A growing Charedi congregation in Golders Green is purchasing the premises of former local care home Clara Nehab House, which closed last year. And the proceeds will bring windfalls for Jewish charities when the assets of the Leo Baeck Housing Association, which owned Clara Nehab House, are redistributed.
Tiferes Yisroel wants the Leeside Crescent site of four connected houses as a permanent home, having outgrown its rented accommodation nearby.
The intention is to use the ground floor for services and educational activities and for the top floor to be used for assisted living for special needs charity Kisharon. Part of the site will also be converted into a home for the congregation’s full-time minister, Rabbi Yosef Weinberg.
Daniel Klein, chair of the Tiferes Yisroel building committee, said the hope was to submit a planning application to Barnet Council by the end of the year and to move in after renovation work sometime in 2021. “It’s a run down building and we want to create something more modern,” he told the JC.
Mr Klein explained that the congregation was established some six years ago and had grown steadily to 75 families across the age spectrum, with a number of businessmen among its ranks.
Finding suitable premises in the Golders Green area had proved difficult and the Clara Nehab site was “manna from heaven”. Keeping a communal building in Jewish use had been a “motivational factor. And it is wonderful that we can include Kisharon. It ticked all the boxes.”
The rental income from Kisharon would be important to the financial viability of the project, Mr Klein added.
It had been backed by 4,500 donors, with a crowdfunding campaign generating £1.25 million. “We are incredibly grateful for the support we have had from all over the world.”
The Leo Baeck Housing Association took the decision to close Clara Nehab House “with a heavy heart” in the light of the investment which would have been required to meet updated fire and health and safety regulations. The home was also considered unsuitable for today’s complex care needs.
Many of the residents moved on to Jewish Care accommodation and the majority of staff also accepted jobs with Jewish Care.
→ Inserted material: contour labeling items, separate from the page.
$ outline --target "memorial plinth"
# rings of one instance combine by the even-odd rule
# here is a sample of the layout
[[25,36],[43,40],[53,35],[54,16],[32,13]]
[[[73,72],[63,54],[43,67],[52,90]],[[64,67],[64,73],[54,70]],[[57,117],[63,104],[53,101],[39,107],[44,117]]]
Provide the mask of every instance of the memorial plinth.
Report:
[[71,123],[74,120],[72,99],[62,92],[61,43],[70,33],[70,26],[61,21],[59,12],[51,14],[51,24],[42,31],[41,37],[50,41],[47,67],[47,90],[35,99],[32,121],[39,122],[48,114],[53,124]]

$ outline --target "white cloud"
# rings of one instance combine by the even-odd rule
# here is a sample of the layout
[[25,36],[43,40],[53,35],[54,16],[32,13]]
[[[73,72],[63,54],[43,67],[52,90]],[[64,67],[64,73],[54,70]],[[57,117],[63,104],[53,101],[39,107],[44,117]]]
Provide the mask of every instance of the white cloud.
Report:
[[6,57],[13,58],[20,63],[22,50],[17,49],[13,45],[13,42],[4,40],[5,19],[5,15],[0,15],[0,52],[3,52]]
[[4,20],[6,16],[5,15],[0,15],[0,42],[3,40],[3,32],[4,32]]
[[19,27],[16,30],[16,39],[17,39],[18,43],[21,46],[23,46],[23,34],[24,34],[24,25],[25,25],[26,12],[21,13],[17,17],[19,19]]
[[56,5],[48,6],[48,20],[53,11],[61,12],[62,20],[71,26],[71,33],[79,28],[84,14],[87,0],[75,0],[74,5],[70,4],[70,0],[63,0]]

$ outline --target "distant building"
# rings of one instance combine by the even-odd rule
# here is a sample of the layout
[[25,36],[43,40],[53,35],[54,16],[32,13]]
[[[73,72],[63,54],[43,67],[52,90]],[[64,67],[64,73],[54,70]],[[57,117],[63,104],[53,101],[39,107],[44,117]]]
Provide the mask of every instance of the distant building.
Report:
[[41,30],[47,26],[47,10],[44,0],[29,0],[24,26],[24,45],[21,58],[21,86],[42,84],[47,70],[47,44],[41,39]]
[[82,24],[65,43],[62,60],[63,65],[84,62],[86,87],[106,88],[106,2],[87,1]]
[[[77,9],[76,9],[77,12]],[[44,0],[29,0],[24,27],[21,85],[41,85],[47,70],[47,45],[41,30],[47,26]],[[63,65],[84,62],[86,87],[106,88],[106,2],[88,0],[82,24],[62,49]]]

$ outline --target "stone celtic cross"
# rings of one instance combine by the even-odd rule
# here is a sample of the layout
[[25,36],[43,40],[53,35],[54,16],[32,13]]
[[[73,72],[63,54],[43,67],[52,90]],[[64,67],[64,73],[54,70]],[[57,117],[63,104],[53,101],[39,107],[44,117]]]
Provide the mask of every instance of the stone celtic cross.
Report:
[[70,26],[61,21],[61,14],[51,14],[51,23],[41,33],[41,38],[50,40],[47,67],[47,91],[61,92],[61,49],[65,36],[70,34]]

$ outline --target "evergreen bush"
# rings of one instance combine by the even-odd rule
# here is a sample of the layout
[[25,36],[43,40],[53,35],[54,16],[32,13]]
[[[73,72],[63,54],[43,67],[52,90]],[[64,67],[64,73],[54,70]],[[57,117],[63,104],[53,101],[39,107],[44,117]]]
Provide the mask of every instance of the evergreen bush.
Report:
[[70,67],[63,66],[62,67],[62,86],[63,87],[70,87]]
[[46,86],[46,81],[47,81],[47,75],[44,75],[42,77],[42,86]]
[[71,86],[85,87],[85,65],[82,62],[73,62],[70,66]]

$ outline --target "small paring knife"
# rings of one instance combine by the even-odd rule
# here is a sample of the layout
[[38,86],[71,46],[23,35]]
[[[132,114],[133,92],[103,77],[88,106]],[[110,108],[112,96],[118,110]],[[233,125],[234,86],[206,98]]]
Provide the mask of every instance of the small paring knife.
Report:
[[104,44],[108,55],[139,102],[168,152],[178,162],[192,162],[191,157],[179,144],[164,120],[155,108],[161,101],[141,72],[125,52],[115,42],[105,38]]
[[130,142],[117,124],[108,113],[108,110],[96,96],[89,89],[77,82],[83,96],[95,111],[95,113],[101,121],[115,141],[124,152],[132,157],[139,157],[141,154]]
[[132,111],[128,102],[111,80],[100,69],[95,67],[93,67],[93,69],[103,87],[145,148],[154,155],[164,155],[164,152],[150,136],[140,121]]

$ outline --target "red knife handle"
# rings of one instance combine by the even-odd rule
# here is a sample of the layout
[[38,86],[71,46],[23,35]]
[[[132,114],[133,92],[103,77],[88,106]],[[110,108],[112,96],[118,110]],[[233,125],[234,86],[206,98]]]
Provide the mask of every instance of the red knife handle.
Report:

LBHA chief executive Leon Smith said the proceeds from the sale, plus other cash held by the association, would be distributed over the next few months to charities operating in line with its objective “to provide housing for Jewish people”.
Organisations considered suitable by the association were invited to apply for support for a specific capital project. Eleven will be receiving funding — Jewish Care, Nightingale Hammerson, Norwood, Kisharon, Langdon, Jami, Jewish Blind and Disabled, jLiving, The Fed in Manchester, Leeds Jewish Housing Association and Sunridge Court.
Although the amounts awarded are not being disclosed, the largest disbursement will be a seven-figure sum.
“The important thing was that there would be name recognition because the money [accrued by the association] had been accumulated by German Jewish refugees who came here in the 1930s,” Mr Smith explained. “They were an amazing group of people who flourished in life.”
There will be plaques at some of the chosen projects and Jewish Care will be naming a floor in one of its buildings after Clara Nehab. Archive material has been transferred to the Wiener Library.
Mr Smith added that there had been a great deal of interest in the Clara Nehab premises and he was pleased at the outcome. “On the one hand, the community is benefiting from the sale. On the other, it is great that a communal group is taking it over.”